The improvement of the performance of a clinical score for breast cancer by its combination with a PRS would be reflected by an increase of either the AUC or the C statistic. In our survey (Supplementary Table S1, Fig. 2), we considered the BCRAT, BOADICEA, BRCAPRO, IBIS and BCSC scores (Gail et al. 1989; Parmigiani et al. 1998; Tice et al. 2008), in addition to the combination of various clinical parameters. The original studies took different approaches to combine clinical scores with PRSs, from simple multiplication (Dite et al. 2016; Vachon et al. 2015; van Veen et al. 2018), via the simultaneous inclusion of both scores in a logistic regression or Cox model (Husing et al. 2012; Lall et al. 2019; Zhang et al. 2018), to the direct inclusion of the early PRS of Mavaddat et al. (2015) into the BOADICEA score (Choudhury et al. 2021; Lakeman et al. 2020).

Fig. 2
figure 2

Improvement of clinical scores for breast cancer by their combination with a PRS. PRS: polygenic risk score, AUC: area under the receiver operating characteristic curve.
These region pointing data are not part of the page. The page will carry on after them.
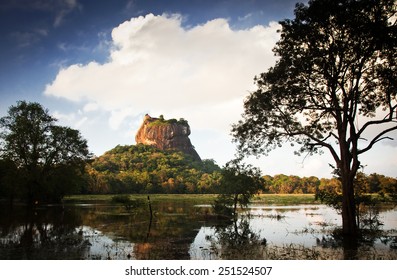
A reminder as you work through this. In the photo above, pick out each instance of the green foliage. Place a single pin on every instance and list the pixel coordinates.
(127, 202)
(238, 185)
(145, 169)
(161, 121)
(43, 161)
(336, 72)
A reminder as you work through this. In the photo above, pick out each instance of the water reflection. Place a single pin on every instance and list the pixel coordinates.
(180, 230)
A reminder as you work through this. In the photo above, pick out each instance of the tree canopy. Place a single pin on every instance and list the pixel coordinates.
(43, 160)
(333, 85)
(146, 169)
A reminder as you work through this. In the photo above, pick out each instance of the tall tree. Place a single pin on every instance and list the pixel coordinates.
(48, 157)
(335, 80)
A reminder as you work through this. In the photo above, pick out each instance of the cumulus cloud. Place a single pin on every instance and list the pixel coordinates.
(156, 64)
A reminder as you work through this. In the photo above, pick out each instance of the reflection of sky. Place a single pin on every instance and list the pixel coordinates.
(103, 247)
(283, 225)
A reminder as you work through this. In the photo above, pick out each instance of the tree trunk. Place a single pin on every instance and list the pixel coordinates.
(349, 223)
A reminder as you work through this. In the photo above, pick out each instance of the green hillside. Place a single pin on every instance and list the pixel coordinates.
(145, 169)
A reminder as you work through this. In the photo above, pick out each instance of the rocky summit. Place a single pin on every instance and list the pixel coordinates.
(166, 135)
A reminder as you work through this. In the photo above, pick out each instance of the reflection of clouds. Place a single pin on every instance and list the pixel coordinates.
(104, 247)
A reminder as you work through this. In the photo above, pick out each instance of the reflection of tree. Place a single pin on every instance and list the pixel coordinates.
(41, 234)
(236, 241)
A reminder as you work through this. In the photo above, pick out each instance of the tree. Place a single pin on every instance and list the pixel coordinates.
(335, 80)
(48, 157)
(238, 184)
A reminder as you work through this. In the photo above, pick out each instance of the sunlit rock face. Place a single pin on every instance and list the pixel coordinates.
(166, 135)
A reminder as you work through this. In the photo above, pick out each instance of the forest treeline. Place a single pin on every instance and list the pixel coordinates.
(145, 169)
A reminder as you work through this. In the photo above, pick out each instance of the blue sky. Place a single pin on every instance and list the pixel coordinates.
(100, 66)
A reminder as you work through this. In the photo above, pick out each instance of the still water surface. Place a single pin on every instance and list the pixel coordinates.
(183, 230)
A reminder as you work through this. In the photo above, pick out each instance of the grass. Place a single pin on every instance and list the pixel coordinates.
(271, 199)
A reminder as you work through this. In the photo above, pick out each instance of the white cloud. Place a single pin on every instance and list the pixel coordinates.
(157, 66)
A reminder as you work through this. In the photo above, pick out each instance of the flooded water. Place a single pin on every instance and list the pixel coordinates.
(184, 230)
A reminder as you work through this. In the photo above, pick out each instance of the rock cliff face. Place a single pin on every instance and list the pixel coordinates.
(166, 135)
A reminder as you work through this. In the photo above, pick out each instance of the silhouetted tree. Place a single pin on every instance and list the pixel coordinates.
(335, 80)
(48, 159)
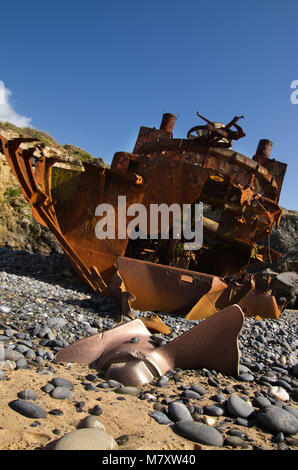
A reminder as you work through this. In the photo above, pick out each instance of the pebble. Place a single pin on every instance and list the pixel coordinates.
(237, 432)
(236, 441)
(56, 412)
(122, 440)
(275, 419)
(96, 410)
(278, 393)
(177, 411)
(39, 327)
(47, 388)
(160, 418)
(62, 393)
(86, 439)
(162, 381)
(27, 394)
(21, 363)
(12, 355)
(213, 410)
(208, 420)
(197, 432)
(238, 407)
(134, 391)
(8, 365)
(114, 383)
(191, 394)
(91, 422)
(260, 402)
(60, 382)
(28, 409)
(200, 389)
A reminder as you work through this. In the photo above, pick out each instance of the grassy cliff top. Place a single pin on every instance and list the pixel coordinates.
(10, 131)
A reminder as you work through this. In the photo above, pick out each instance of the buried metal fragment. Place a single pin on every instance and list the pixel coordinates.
(212, 344)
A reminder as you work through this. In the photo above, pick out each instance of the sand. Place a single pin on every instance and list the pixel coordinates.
(130, 416)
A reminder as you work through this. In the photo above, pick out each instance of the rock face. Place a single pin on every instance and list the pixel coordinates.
(284, 238)
(18, 229)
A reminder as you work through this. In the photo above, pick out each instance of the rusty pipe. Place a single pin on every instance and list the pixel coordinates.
(168, 122)
(264, 149)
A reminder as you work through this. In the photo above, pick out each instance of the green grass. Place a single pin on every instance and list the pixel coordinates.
(12, 192)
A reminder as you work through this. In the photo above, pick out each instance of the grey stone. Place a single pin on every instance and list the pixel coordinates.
(177, 411)
(28, 409)
(27, 394)
(161, 418)
(213, 410)
(236, 441)
(56, 322)
(197, 432)
(275, 419)
(291, 409)
(21, 363)
(62, 393)
(114, 383)
(60, 382)
(128, 391)
(47, 388)
(238, 407)
(191, 394)
(199, 389)
(12, 355)
(86, 439)
(91, 422)
(162, 381)
(260, 402)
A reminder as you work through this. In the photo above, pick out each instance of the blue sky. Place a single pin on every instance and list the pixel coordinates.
(91, 73)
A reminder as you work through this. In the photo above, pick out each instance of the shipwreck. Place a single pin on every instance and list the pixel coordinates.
(240, 195)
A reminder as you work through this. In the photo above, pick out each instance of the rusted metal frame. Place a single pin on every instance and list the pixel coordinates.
(212, 344)
(224, 154)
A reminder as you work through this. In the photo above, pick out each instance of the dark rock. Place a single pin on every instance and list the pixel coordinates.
(60, 382)
(177, 411)
(275, 419)
(62, 393)
(213, 410)
(161, 418)
(27, 394)
(197, 432)
(28, 409)
(238, 407)
(236, 441)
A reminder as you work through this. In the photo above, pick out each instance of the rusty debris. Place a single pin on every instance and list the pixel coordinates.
(240, 195)
(212, 344)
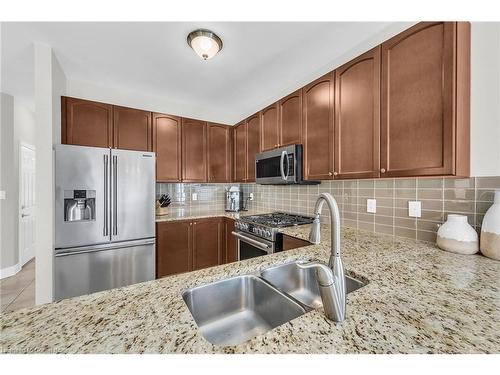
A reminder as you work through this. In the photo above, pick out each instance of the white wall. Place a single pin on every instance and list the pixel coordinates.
(50, 84)
(485, 99)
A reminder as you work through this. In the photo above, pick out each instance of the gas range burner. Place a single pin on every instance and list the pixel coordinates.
(278, 219)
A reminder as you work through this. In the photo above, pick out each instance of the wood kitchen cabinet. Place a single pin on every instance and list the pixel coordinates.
(208, 243)
(132, 129)
(187, 245)
(219, 153)
(173, 247)
(231, 251)
(317, 126)
(86, 123)
(290, 119)
(357, 117)
(167, 146)
(194, 150)
(425, 101)
(253, 145)
(269, 127)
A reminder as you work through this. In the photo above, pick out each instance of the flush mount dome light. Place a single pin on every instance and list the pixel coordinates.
(205, 43)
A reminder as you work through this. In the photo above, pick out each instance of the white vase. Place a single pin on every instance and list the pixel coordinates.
(490, 230)
(457, 236)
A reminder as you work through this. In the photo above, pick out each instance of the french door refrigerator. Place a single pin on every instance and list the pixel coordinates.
(104, 219)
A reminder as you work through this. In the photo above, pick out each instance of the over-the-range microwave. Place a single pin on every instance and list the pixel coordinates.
(280, 166)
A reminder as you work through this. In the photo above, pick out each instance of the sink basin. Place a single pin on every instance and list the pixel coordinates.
(301, 283)
(231, 311)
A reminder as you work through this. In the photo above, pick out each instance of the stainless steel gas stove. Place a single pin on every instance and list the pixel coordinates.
(259, 234)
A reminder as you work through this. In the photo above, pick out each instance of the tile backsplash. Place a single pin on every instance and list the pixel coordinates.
(439, 196)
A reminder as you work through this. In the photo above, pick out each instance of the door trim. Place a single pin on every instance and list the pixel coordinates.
(20, 263)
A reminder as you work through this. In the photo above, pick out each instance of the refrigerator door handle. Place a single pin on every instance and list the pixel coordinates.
(105, 230)
(115, 192)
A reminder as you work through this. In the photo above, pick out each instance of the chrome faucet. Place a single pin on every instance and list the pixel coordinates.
(331, 278)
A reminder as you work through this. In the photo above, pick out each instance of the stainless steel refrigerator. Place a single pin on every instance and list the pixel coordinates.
(104, 219)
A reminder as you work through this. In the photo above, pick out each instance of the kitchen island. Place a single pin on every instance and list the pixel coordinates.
(418, 299)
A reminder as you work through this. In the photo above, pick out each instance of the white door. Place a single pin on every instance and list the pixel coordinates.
(26, 203)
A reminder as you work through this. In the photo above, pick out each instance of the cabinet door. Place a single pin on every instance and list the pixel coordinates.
(207, 243)
(269, 127)
(290, 119)
(357, 117)
(240, 152)
(317, 123)
(219, 153)
(417, 101)
(194, 150)
(173, 247)
(86, 123)
(167, 146)
(132, 129)
(253, 145)
(231, 254)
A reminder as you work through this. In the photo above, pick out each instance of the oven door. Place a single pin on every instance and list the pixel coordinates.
(277, 166)
(251, 247)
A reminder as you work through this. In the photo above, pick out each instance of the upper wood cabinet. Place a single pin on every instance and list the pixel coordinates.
(194, 150)
(290, 119)
(173, 247)
(167, 146)
(357, 117)
(207, 243)
(253, 144)
(317, 124)
(269, 127)
(219, 153)
(86, 123)
(240, 152)
(132, 129)
(425, 101)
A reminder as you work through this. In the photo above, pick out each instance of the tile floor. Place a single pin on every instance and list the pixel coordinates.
(18, 291)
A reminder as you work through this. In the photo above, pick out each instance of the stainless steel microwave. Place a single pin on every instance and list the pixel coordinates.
(280, 166)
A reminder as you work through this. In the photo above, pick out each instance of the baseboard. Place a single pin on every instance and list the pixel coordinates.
(10, 271)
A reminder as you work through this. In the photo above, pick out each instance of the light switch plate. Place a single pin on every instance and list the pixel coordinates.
(414, 208)
(371, 206)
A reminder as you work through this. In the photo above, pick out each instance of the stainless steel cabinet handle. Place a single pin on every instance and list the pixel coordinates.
(115, 192)
(105, 229)
(251, 241)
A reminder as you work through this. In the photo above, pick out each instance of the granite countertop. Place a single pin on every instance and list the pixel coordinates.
(419, 299)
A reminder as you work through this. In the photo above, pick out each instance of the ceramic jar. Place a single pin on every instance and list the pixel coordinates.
(490, 230)
(457, 236)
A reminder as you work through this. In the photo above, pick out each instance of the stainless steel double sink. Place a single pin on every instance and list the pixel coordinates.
(234, 310)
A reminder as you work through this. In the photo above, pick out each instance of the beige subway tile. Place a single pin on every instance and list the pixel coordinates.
(423, 235)
(405, 193)
(488, 182)
(384, 229)
(402, 222)
(405, 183)
(405, 232)
(434, 205)
(386, 220)
(459, 183)
(384, 184)
(429, 183)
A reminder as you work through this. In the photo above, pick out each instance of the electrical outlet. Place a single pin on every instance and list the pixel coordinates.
(414, 208)
(371, 206)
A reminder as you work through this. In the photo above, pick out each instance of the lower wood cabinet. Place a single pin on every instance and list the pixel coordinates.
(189, 245)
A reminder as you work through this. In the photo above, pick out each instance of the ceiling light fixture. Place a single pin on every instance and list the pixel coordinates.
(205, 43)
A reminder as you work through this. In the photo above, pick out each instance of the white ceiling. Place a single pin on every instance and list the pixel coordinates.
(260, 62)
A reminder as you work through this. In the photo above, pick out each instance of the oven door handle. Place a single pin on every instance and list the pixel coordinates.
(251, 241)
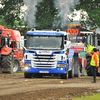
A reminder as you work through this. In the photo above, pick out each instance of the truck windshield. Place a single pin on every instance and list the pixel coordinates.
(44, 42)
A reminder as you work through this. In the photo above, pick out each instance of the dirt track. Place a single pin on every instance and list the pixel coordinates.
(16, 87)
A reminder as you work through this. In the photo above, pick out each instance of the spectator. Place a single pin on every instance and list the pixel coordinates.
(94, 63)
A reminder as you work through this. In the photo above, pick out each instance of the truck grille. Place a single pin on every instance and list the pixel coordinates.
(44, 61)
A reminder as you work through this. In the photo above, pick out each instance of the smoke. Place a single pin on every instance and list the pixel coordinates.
(29, 14)
(64, 9)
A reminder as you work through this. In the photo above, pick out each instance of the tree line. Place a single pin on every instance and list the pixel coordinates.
(46, 14)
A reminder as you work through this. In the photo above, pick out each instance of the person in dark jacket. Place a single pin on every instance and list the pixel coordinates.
(94, 63)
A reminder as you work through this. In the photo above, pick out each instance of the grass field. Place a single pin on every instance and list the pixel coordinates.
(92, 97)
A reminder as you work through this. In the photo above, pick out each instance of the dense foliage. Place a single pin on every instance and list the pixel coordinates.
(46, 14)
(10, 11)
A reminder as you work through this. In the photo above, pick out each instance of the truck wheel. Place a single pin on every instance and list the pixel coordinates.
(16, 65)
(71, 72)
(27, 75)
(7, 63)
(88, 67)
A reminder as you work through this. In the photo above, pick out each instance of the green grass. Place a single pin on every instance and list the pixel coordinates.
(92, 97)
(18, 73)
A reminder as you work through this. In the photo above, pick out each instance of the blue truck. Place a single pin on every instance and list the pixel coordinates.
(47, 53)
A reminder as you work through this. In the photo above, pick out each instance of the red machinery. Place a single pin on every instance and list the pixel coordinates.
(11, 52)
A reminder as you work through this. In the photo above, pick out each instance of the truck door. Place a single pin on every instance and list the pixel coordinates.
(98, 41)
(20, 51)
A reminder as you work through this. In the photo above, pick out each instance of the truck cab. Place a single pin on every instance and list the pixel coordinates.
(45, 54)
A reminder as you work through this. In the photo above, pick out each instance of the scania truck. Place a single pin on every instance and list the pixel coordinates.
(47, 53)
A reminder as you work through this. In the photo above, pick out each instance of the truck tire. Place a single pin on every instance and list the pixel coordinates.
(16, 65)
(7, 63)
(88, 67)
(27, 75)
(71, 72)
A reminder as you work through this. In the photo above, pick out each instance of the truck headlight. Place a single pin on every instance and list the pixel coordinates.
(60, 65)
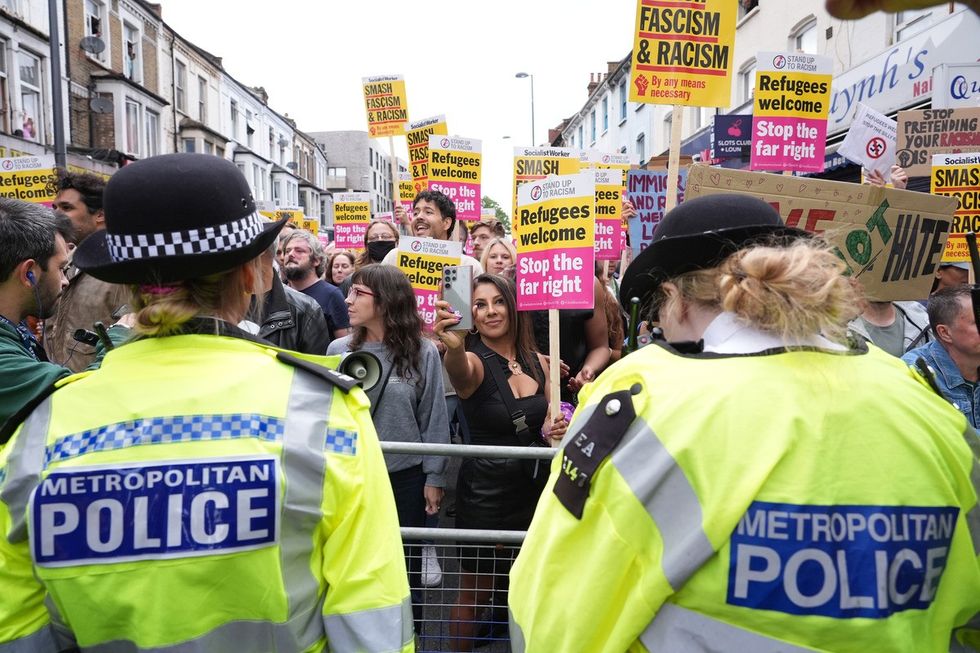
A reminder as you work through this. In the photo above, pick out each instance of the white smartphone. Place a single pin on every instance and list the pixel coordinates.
(457, 289)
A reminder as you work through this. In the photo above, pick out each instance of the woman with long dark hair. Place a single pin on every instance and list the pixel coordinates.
(494, 493)
(407, 403)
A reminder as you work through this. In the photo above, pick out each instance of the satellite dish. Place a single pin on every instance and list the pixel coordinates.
(92, 44)
(101, 105)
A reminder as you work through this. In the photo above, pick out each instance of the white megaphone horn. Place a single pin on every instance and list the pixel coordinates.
(363, 366)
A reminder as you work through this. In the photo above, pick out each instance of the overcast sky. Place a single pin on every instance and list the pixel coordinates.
(458, 57)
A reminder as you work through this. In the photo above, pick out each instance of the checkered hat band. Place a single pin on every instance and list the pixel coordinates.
(225, 237)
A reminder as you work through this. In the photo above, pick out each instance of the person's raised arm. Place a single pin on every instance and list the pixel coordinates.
(463, 367)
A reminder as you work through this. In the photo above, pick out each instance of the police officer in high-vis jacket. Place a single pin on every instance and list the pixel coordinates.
(202, 491)
(761, 485)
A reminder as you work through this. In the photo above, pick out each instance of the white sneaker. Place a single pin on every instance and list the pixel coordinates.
(431, 571)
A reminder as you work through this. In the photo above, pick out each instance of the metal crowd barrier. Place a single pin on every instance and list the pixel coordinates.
(450, 616)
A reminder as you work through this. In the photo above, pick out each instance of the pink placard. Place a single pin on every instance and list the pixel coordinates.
(349, 235)
(608, 239)
(555, 279)
(788, 143)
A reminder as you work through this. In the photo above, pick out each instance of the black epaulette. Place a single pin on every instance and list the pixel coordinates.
(15, 420)
(333, 377)
(589, 445)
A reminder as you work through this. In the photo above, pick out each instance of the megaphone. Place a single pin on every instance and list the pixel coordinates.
(363, 366)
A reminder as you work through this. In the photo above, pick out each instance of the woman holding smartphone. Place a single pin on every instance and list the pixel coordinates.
(407, 402)
(494, 493)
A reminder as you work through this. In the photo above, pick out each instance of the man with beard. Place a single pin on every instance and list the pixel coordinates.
(33, 257)
(303, 264)
(86, 300)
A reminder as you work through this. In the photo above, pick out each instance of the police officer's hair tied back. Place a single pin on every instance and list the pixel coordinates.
(162, 314)
(792, 292)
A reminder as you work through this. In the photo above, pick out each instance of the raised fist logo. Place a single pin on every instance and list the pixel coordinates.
(641, 85)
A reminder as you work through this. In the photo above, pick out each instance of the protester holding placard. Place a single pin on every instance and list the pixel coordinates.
(496, 371)
(761, 484)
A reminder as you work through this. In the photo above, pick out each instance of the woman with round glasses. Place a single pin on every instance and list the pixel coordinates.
(407, 403)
For details on individual studies, see Supplementary Table S1. BOADICEA + risk factors (Choudhury et al. 2021) was excluded because no AUC was available. The y axis only starts at 0.5 because any smaller AUC would imply that the corresponding score is worse in assigning disease status (affected, not-affected) than flipping a coin

In general, combination with a PRS yielded only minor to moderate improvement of the respective clinical score. In some cases, the PRS alone performed nearly as well as the combination of clinical score and PRS (Supplementary Table S1). The largest improvement of the prognostic performance of a clinical score was reported for the combination of BOADICEA + age with the late PRS of Mavaddat et al. (2019), raising the C statistic from 0.531 to 0.636 (Lakeman et al. 2020). Note, however, that the C statistic of the PRS alone already ranged from 0.632 (age < 60 years) to 0.673 (age 60 to 70 years). The same PRS also yielded the smallest increase in diagnostic performance of all combinations considered. Thus, integrating the PRS into the BOADICEA formula raised the AUC of the latter from 0.691 to 0.704 for women under 50 years of age (Choudhury et al. 2021). The corresponding study by Choudhury et al. (2021) also revealed that BOADICEA had a better diagnostic performance for women < 50 years than for older women (AUC 0.691 vs. 0.568), and that combination with a PRS provided greater benefit to the latter group. The best prognostic performance of a combination between a clinical score for breast cancer and a PRS was obtained by adding the early PRS of Mavaddat et al. (2015) to the BCRAT model (Lall et al. 2019), raising the C statistics from 0.627 (PRS) and 0.677 (score) to a combined value of 0.708.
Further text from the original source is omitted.